Forward and back aspiration during ST-elevation myocardial infarction: a feasibility study.

AIMS: The inability to optimise stent expansion fully whilst simultaneously preventing distal embolisation during ST-elevation myocardial infarction (STEMI) remains a clinical conundrum. We aimed to describe a newly devised angiographic strategy of "forward" and "back" aspiration that leads to more complete thrombus removal and prevention of distal embolisation, to allow high-pressure post-dilatation of the implanted stent to be performed. METHODS AND RESULTS: Forward aspiration was conducted with a conventional aspiration thrombectomy catheter, with bail-out aspiration thrombectomy for angiographically persistent thrombus utilising the larger bore 6 Fr (0.056") guide catheter extension system (GuideLiner; Vascular Solutions, Inc., Minneapolis, MN, USA). Back aspiration was undertaken with a deeply intubated GuideLiner or guide catheter with a vacuum induced within, extending to the inflated angioplasty balloon, to allow for proximal embolic protection during balloon deflation during all stages of the PCI procedure, including high-pressure post-dilatation of the stent to the visually estimated reference vessel diameter (RVD).

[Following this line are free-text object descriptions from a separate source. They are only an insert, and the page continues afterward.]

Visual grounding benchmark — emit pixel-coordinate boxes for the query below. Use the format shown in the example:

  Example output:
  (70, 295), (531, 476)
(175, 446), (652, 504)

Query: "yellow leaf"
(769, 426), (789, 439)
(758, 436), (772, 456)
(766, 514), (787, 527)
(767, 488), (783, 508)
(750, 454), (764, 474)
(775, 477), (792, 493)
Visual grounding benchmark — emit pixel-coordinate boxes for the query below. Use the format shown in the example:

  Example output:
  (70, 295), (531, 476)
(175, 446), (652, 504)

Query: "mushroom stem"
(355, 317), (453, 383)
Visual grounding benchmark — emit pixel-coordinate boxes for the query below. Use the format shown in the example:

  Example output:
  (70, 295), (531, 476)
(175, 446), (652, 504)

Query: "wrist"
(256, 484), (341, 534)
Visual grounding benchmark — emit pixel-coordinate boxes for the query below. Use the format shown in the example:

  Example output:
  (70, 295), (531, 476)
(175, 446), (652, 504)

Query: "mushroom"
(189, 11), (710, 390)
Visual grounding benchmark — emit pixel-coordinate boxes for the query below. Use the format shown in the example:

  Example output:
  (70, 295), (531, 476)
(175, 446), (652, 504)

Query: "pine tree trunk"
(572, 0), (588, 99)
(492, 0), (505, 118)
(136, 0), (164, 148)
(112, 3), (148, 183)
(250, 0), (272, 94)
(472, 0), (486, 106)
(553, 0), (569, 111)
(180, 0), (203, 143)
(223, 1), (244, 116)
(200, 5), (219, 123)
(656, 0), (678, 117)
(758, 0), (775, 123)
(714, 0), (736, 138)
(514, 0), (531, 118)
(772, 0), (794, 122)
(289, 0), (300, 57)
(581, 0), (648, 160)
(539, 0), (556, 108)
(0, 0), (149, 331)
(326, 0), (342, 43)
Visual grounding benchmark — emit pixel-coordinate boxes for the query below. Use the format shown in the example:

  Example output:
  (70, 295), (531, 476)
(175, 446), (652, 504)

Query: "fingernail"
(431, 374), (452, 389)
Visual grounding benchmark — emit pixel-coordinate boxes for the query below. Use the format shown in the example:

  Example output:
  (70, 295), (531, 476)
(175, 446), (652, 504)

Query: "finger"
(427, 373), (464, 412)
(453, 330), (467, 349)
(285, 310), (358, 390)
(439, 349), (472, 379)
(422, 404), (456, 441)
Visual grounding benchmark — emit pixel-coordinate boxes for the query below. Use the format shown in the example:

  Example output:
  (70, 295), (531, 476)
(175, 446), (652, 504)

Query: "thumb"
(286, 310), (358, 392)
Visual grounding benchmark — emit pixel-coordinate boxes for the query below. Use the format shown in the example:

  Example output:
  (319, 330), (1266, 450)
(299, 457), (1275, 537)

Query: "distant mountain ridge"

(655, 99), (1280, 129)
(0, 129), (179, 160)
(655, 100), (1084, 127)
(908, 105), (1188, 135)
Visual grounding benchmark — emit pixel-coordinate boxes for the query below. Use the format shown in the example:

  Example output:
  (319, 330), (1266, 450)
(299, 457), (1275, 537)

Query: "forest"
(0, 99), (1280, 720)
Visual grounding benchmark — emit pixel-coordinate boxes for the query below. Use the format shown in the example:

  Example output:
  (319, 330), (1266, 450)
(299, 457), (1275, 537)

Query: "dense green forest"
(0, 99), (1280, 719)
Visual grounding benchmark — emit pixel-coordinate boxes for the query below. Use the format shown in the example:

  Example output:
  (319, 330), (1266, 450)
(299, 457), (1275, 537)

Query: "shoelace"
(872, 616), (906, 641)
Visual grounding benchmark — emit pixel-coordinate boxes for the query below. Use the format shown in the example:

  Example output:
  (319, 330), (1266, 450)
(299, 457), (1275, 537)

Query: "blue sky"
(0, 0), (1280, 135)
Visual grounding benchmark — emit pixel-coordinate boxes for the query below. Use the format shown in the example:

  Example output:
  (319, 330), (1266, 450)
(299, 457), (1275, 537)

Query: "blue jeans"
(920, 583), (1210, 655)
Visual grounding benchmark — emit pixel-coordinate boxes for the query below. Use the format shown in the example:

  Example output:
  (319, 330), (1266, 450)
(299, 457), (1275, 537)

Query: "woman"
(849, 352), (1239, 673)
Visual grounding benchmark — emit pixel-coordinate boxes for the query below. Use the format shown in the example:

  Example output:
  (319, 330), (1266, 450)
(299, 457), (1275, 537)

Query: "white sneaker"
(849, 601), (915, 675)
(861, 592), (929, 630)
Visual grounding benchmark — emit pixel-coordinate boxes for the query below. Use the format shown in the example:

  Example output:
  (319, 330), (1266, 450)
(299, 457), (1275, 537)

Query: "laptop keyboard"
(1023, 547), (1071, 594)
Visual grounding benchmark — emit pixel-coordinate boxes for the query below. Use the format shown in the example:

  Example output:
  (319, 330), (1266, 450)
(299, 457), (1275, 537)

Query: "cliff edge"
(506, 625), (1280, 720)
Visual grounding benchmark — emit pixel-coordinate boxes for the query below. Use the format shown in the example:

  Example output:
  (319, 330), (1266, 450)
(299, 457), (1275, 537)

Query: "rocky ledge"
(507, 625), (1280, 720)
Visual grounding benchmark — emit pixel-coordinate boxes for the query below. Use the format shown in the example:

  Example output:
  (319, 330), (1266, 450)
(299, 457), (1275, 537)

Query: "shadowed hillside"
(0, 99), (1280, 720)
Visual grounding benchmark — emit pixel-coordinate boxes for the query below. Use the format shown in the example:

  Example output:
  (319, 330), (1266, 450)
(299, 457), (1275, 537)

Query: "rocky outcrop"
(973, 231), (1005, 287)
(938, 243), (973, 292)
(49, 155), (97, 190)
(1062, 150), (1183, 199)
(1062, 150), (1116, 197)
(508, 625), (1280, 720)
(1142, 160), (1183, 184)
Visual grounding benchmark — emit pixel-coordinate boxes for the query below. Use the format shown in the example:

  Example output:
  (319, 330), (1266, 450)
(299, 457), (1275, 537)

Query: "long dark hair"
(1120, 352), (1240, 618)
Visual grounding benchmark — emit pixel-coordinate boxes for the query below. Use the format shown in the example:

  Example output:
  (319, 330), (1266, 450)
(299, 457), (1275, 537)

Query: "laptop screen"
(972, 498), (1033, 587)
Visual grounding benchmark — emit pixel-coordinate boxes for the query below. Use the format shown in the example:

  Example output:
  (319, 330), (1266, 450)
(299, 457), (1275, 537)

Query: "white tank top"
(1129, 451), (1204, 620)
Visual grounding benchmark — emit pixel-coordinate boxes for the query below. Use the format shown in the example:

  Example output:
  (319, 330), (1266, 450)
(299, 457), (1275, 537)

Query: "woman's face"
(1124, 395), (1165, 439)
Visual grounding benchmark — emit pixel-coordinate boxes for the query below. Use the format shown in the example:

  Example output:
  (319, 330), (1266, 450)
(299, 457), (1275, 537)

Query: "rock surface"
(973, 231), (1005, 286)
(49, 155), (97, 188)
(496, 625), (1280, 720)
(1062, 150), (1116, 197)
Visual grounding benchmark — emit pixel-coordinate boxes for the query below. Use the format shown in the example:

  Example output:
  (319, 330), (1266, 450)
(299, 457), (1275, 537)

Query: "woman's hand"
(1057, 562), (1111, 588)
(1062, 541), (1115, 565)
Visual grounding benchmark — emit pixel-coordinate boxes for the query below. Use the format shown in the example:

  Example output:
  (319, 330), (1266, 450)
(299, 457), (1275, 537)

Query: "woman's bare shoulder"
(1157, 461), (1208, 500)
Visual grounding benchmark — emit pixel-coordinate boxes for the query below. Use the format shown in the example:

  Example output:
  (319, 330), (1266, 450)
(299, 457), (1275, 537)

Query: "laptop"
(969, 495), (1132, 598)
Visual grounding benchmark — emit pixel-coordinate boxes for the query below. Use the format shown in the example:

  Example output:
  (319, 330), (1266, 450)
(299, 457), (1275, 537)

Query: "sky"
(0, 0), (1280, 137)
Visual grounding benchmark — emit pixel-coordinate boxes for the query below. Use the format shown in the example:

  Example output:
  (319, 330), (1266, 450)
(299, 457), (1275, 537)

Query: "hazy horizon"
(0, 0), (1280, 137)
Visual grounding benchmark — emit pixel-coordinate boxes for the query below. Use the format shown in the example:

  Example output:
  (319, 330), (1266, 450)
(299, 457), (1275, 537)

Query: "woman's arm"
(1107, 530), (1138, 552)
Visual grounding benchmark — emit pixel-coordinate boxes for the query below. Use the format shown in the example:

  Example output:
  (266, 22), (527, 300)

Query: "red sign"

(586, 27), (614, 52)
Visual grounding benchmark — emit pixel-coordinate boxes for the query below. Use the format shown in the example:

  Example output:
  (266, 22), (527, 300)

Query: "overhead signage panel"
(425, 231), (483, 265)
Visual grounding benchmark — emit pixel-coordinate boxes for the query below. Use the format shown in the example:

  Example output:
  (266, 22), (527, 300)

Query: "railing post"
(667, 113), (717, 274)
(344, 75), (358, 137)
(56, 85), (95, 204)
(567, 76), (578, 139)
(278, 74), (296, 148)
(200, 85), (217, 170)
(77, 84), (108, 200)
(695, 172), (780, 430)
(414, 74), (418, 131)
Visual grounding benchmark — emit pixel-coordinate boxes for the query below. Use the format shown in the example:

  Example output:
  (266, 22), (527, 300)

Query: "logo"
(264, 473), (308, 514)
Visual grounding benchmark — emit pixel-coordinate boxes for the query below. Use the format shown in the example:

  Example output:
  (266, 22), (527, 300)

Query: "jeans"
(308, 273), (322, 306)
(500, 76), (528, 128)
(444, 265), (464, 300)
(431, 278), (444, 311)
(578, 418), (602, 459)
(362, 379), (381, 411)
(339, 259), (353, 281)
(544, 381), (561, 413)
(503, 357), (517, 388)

Over a six-month period 30 consecutive cases were undertaken during working hours. Bail-out GuideLiner-assisted aspiration thrombectomy was performed in 9/30 cases because of inadequate thrombus removal with a conventional aspiration thrombectomy catheter. Back aspiration was performed in all cases. In 27/30 cases high-pressure post-dilatation of the stent was performed. The mean maximum post-dilatation balloon size and mean proximal reference vessel diameter did not significantly differ (3.60±0.41 mm vs. 3.65±0.45 mm, p=0.68). In all cases, implantation +/- post-dilatation of the stent to the visually estimated RVD was achievable without any deterioration in TIMI blood flow or myocardial blush grade. CONCLUSIONS: The strategy of forward and back aspiration to facilitate stent implantation and high-pressure post-dilatation during STEMI appears to be safe and effective. Randomised controlled trials are required to confirm the safety and efficacy of this newly devised angiographic strategy.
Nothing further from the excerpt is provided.